What's going on?

General
1

Hey all. Now before I describe anything, let me just say that I have had Cystic Fibrosis since birth and diabetes for well over a decade. Now my biggest concern is that my mother is wheelchair bound and has heriditary ataxia. Almost all of her siblings have some form of it. Now I have severe gait/balance issues and went to several orthos and it seems that I'm missing a bit of cartilage in my hips since birth, I also have a severe leg length discrepency which I must wear a shoe lift in my right shoe.

I also went to a neurologist 2 different times to try to rule out ataxia. I have had 2 MRI's of my brain 3 or 4 years apart, and they were both normal. But the last time I went to an ortho, he did a physical exam, and concluded that I had extremely weak glutes, hip flexors, and pirifomis muscle. I am doing various stretches that target the afformentioned muscles and it helps a bit, but it's not a "cure."

The thing is, in the past when my blood sugar was high or low it really didn't bother me much at all, because at the time, my muscles were adequate. But now, it really afftects my gait if my blood sugar fluctuates at all.

I did find out that 5 hour energy helps alot, but it gets pretty expensive. I practically live off of that!

Does anybod have any idea why I lost all my muscle strenght in my lower body? I have researched that being on PPI's like Zantac, Pepcid, etc for a long time, decrease your mangnesium level and magnesium is essential for your muscles. Calcium supplements and antibiotics also leech magnesium. I have been on a PPI for over 30 years and I did take calcium supplements and am on anti-biotics often. But I do not think that all of this would cause the type of muscle loss that I am experiencing. I know if you don't use it you're gonna lose it, but I work manual labor 32 hours a week, it's not like I just sit around all day!

I am at a loss for my muscle weakness. I really have no other symptoms except the gait. Any help would be appreciated.

2

My husband had several relatives with ataxia - grandmother, uncle and 3 of his 4 kids, mother and definitely 2 other siblings. For years we dealt with no doctor being able to tell what it was that these people had. The grandmother was diagnosed with multiple sclerorsis (which we now doubt that she had at all), one of the cousins was told he had a deficiency of copper. When my husband developed symptoms WE had to suggest to the neurologist what it was because he didn't have a clue!!! At that time there was no genetic testing available - this was going all the way back to the 60's. for the grandmother and uncle and the 70's for my mother-in-law and the 90's for my husband.

It is my understanding (which may not be completely accurate) that there are 7 types of ataxia but there is a definitive genetic testing for only two of these (as of 1999). My husband has spinal cerebellar ataxia type II for which there is a genetic test. If I were in your shoes and, given the family history, I would look into genetic testing and not just rely on the MRI. They found nothing significant originally in my husband's MRI but the genetic testing showed that the gene was present and that put an end to 40 some odd years of wondering what the heck everyone in the family had.

No other family member had the genetic testing. Those that had no symptoms didn't want to even know if they were at risk of developing it while those that had symptoms were ready to accept the fact that if one of them with symptoms tested positive then they were more than likely positive as well. You can be tested privately if you don't want a record of the results.

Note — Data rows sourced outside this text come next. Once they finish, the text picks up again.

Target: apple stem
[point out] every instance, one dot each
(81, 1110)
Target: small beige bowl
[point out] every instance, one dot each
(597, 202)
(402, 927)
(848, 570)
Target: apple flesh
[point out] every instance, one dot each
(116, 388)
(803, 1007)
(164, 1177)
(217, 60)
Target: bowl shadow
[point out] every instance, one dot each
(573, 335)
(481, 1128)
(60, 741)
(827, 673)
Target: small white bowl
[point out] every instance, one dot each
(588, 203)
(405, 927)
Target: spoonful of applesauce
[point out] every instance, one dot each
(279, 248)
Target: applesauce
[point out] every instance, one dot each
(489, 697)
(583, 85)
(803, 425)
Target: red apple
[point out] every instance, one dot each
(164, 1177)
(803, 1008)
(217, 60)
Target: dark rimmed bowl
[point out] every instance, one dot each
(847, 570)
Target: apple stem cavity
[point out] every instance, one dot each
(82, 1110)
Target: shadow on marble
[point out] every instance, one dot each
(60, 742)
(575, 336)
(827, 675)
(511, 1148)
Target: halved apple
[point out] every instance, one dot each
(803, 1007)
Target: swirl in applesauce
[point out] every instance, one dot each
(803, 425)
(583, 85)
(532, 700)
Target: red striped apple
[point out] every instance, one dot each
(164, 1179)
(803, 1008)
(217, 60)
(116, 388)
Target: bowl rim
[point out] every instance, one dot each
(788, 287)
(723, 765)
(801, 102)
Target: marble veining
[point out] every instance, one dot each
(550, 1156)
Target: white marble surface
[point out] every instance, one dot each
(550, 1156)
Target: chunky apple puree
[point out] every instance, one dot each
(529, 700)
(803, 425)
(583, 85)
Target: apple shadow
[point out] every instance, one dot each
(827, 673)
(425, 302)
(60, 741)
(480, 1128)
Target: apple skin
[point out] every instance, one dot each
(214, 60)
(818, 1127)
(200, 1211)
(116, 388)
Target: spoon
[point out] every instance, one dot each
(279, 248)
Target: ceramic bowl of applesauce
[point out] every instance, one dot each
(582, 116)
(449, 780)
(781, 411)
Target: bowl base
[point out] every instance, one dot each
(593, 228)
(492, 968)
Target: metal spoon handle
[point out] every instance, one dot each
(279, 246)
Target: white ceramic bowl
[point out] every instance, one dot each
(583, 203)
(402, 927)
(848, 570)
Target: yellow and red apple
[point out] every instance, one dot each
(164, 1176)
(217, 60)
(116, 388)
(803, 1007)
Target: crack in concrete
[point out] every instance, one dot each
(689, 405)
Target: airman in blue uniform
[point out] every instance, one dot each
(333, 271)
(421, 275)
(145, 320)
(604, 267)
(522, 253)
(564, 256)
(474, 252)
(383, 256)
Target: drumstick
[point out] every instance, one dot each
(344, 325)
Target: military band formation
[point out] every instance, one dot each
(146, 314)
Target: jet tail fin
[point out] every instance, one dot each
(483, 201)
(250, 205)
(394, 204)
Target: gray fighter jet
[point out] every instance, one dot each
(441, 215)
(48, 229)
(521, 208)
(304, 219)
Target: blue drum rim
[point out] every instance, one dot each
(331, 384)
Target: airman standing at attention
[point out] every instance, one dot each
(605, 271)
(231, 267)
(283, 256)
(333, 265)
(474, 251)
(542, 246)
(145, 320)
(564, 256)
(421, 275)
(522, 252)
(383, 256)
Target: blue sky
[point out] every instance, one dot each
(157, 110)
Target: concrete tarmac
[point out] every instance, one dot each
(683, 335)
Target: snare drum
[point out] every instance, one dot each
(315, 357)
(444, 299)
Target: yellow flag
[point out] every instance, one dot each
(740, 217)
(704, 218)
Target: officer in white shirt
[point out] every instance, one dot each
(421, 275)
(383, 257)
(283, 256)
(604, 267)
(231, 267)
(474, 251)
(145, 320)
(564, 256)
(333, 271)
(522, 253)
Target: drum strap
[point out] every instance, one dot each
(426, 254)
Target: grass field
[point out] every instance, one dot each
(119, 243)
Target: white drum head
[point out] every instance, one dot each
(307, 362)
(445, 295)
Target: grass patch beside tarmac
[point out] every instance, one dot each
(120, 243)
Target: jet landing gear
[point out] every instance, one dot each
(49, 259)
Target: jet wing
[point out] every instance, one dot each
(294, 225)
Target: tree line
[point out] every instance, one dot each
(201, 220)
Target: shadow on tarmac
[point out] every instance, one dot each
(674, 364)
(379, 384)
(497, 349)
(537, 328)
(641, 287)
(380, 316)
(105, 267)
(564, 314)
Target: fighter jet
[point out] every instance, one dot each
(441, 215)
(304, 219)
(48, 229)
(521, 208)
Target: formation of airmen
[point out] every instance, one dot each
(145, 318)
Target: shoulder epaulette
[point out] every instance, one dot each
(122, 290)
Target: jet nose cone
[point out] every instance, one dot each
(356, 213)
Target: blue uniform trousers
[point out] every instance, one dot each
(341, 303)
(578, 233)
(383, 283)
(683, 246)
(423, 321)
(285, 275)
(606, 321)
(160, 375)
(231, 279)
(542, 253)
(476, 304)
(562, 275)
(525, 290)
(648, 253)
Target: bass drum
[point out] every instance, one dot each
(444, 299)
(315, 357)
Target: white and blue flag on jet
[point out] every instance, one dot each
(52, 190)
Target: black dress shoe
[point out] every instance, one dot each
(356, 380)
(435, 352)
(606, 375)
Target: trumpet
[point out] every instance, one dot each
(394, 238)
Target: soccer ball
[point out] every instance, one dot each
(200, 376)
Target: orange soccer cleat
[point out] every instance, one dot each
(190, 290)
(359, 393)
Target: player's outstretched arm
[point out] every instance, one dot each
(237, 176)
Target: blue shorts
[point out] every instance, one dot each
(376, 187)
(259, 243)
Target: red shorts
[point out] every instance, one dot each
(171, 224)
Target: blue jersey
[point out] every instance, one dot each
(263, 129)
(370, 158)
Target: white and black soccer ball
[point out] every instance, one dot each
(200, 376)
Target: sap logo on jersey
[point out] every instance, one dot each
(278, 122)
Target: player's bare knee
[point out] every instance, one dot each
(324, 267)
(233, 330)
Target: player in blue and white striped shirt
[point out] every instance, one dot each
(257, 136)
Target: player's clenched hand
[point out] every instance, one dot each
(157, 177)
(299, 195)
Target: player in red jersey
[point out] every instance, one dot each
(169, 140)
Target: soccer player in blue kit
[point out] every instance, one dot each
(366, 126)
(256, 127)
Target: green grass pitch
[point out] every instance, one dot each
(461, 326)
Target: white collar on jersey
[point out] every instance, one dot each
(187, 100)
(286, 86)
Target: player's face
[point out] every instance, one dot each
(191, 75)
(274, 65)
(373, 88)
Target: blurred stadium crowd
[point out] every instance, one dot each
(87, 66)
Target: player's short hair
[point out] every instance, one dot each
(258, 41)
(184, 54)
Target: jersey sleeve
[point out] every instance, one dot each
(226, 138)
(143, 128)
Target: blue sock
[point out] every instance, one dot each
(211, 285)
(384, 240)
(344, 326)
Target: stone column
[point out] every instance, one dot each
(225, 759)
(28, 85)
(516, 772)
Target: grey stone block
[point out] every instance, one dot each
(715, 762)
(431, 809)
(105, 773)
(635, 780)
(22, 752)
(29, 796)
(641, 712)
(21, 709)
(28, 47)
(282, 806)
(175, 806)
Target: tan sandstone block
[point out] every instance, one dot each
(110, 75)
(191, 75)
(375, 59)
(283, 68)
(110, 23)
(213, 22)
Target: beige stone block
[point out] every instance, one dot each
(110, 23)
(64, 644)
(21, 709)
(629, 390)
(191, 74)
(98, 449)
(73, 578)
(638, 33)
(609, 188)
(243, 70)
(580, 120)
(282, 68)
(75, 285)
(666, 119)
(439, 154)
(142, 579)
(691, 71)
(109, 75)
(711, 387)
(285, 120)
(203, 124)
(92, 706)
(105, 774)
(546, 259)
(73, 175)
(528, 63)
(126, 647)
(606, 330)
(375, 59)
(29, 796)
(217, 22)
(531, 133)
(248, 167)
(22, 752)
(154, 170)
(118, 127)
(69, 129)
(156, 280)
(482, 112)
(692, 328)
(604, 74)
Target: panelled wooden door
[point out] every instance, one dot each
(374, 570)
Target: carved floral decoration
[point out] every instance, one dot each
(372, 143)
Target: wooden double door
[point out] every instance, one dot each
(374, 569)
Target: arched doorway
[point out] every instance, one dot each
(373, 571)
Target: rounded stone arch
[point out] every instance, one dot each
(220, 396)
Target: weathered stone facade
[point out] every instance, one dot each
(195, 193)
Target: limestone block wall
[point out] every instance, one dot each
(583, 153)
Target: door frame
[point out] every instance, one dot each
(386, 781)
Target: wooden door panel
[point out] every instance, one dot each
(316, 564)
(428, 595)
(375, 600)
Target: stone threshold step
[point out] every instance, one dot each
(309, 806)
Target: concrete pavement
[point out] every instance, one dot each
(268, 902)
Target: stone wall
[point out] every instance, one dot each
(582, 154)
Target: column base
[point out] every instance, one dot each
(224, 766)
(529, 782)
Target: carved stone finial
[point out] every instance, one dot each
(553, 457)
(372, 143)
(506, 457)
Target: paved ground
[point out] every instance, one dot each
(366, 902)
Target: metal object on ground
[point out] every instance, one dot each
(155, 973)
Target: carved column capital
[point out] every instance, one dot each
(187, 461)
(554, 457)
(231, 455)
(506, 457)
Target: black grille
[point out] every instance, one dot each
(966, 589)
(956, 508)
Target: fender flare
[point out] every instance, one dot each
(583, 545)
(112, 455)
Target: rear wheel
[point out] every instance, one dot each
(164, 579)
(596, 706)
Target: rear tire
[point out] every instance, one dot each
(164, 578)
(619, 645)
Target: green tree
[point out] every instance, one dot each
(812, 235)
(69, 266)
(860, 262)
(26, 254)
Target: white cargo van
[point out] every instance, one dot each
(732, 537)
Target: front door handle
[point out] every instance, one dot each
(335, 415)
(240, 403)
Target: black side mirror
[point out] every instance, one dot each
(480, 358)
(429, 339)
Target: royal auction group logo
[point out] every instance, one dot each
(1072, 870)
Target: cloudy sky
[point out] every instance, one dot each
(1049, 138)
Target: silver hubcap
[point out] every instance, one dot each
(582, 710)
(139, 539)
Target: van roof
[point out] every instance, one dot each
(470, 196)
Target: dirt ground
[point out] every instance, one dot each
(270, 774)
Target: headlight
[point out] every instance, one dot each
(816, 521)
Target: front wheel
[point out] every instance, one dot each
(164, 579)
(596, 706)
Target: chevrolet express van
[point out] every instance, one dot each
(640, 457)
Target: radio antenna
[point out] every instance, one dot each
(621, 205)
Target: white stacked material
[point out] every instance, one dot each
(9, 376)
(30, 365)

I don't know if this of any help to you at all. But if I were you, given the family history of ataxia, I would want a little more assurance than just a "normal" MRI.

3

I agree with KatCap21. Genetic testing would be your next step, due to your family history. Also, if you haven't seen a neurologist that specializes in ataxia, consider that if possible. My best to you Confused! ;o)

4

To find the closest ataxia specialist in your area, contact the National Ataxia Foundation at ■■■■■■■■■■■■■■
They are very nice and will answer you within 24 hours.

5

Thanks for the tips and suggestions guys. But what does genetic testing entail? A blood test? Do I need a referall?

6

First, if you have health insurance, you'll want to check and see if genetic testing is covered. It's expensive, as mine cost $3000, and I was only tested for the known recessive types of ataxia, per my neurologist. Next, I spoke with a representative from Athena Diagnostics regarding coverage, as they would be doing my genetic testing (per my neurologist), My neurologist told me to go to my primary care physician with email (from neurologist) listing what types of ataxia I should be tested for. I took email to my physician, had a blood draw, which then sent to Athena Diagnostics for genetic testing. It took about 6 weeks for the results to come back. My genetic testing was negative, therefore my Sporadic (idiopathic) Cerebellar Ataxia is truly of "unknown cause"! My best to you...,;o)

7

Thanks Rose, but can I just go to my family doctor and request genetic testing, or do I have togo through all the red tape of going to a nuero first, etc.?

8

I think you can go to your family doctor to request genetic testing, as long as he knows the proper tests to request. Also, make sure you check with insurance as to coverage, and I also verified coverage with company that ultimately did testing (due to expense, I didn't want any surprises later on). Best of luck..., ;o)

9

Thanks Rose, I will phone my insurance company tomorrow and see if they will cover it.